The Shiant Isles: a safe haven for Scotland’s seabirds

All this week we are celebrating our most special places for nature by bringing you a series of exciting blogs about Scotland’s amazing protected areas. Today Charlie Main, Shiant Isles Seabird Recovery Project Manager, tells us about the Shiant Isles - a remote haven for Scotland’s seabirds - and the hugely successful rat eradication project that has secured the future of these wonderful birds.


Credit: John Tayton

Protected Areas Week is a great moment to highlight some of the conservation successes that have recently been seen at the beautiful and remote Shiant Isles, northwest Scotland. These islands are designated as a Special Protection Area (SPA) and Site of Special Scientific Interest (SSSI), and provide essential breeding habitat for hundreds of thousands of seabirds, including an estimated 63,000 pairs of puffins. That makes these islands the second largest puffin colony in the UK after St Kilda.

Once the seabirds have all arrived at the islands in late spring, the breeding colonies become a cacophony of incredible sound. Thousands of birds wheeling overhead with the rest tending to their eggs and chicks, or rafting on the water nearby. It is nature in full glory.

RSPB Scotland has led a successful, four-year partnership project with the Nicolson family (who own the islands) and Scottish Natural Heritage (SNH), the aims being to safeguard seabird breeding habitat in the protected areas from predation by invasive species, to actively attract petrels to nest there and to enhance UK-wide training and expertise in biosecurity and eradications for conservation purposes. Biosecurity is the series of measures put in place to keep sites free of invasive species like rats, stoats or mink once these predators have been removed. It includes awareness raising, careful packing of food and gear going out to islands and regular monitoring to provide early detection of any fresh invasions.

Credit: Will Rose - Greenpeace

Funding for the project was initially sought from the EU, with match funding made up by SNH and private donations to the RSPB. Almost half of the project’s million pound budget was allocated to eradicating a population of invasive, non-native black rats Rattus rattus from the whole island group of the Shiants. Wildlife Management International Ltd – a New Zealand based company with an impressive record of global success on such projects – were contracted to lead the operation.

The main eradication campaign was undertaken over the winter of 2015-16, but it was only in March 2018 that we were finally able to officially declare the islands rat free. This exciting and proud announcement followed two years of regular monitoring for rats at the islands culminating in a month-long thorough search for any remaining rats in February 2018.

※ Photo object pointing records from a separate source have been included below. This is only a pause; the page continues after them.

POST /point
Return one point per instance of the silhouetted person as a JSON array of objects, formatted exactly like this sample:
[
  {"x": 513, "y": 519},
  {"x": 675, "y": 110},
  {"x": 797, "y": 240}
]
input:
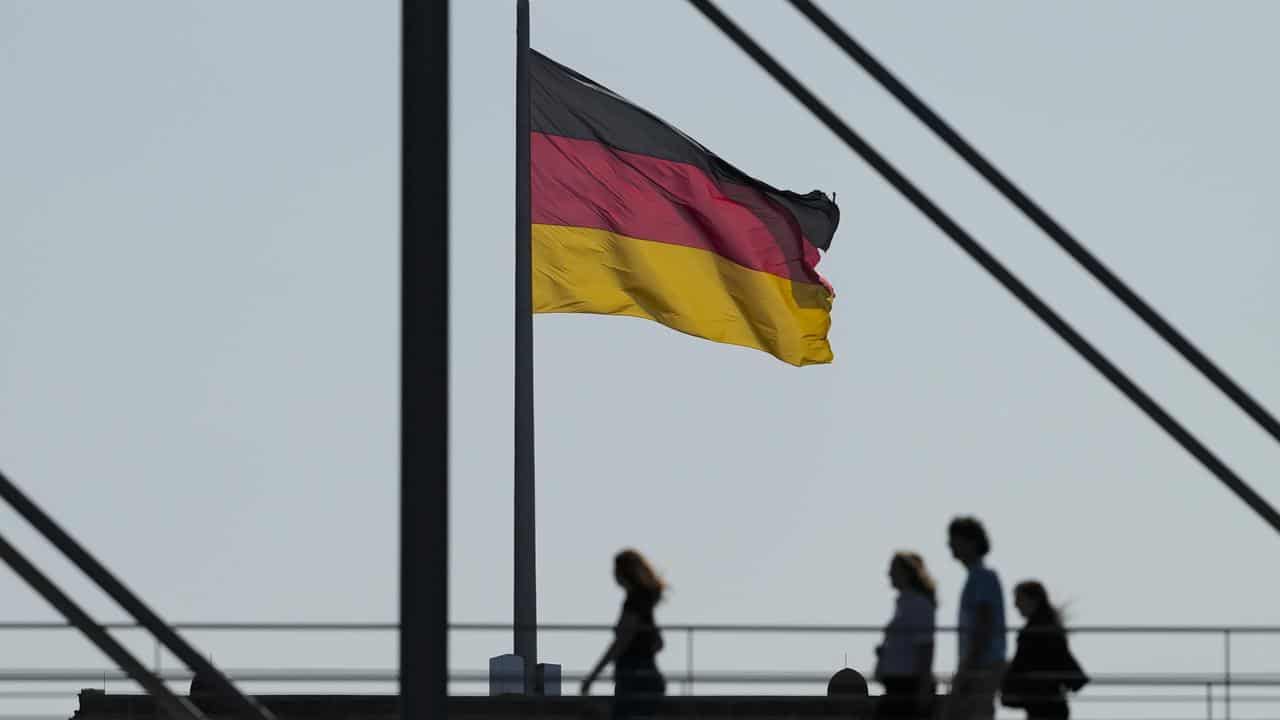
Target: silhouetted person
[
  {"x": 982, "y": 625},
  {"x": 1043, "y": 668},
  {"x": 905, "y": 659},
  {"x": 636, "y": 639}
]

Scotland is home to over a third of Europe’s nesting seabirds, but many big threats, including ground predation by invasive species, habitat encroachment, pollution, fisheries and climate change have caused 30-year population declines and are all pushing seabirds onto remote outposts like the Shiant Isles. Work is needed to address all of these threats and protected areas play a key role in this, providing seabirds with breeding habitat, and access to productive feeding areas so they can successfully rear their chicks.

Credit: John Tayton

With the main eradication campaign done, we set about a second phase of the project, to attract petrels to the islands. The nearest protected area for storm petrels is Priest Island, which lies about 25 miles north of the Shiants. The nearest protected site for Manx shearwater is the Isle of Rum, around 90 miles to the south. From 2016 we deployed sound-lure equipment at the Shiants, playing the calls of European storm petrel and Manx shearwater out to sea at night between May and August. In June 2017 we recorded for the first time adult storm petrels – calling from within potential breeding habitat high on the rocky slopes of Garbh Eilean, the largest of the Shiant Isles. We could not be certain that this was a breeding attempt, but the signs were very encouraging and we are going back in this season to continue this work.

How will the islands stay rat free? This remains the last big challenge of the project, and for the islands’ owners and visitors in the future once the project ends. We have begun a programme of awareness and training on the biosecurity practices relevant to island owners, reserve managers and stakeholders in conservation. The training is aimed at giving the right people the tools and knowledge to be able to keep island havens like the Shiants rat free.

Only one rat returning to the Shiants would be enough to found a new population of seabird predators, if a pregnant female. That may seem unlikely, with the Shiants lying around four miles off the nearest land and therefore too far for a rat to swim, but any of the many vessels visiting the islands or passing close by could unintentionally transport a rat there.

It has been a great relief to successfully get over the first hurdle and declare the islands rat free, but the long struggle to keep them that way has only just begun. We can do this. By working together, we’ll ensure that protected areas like the Shiants will remain safe places for future generations of seabirds to breed.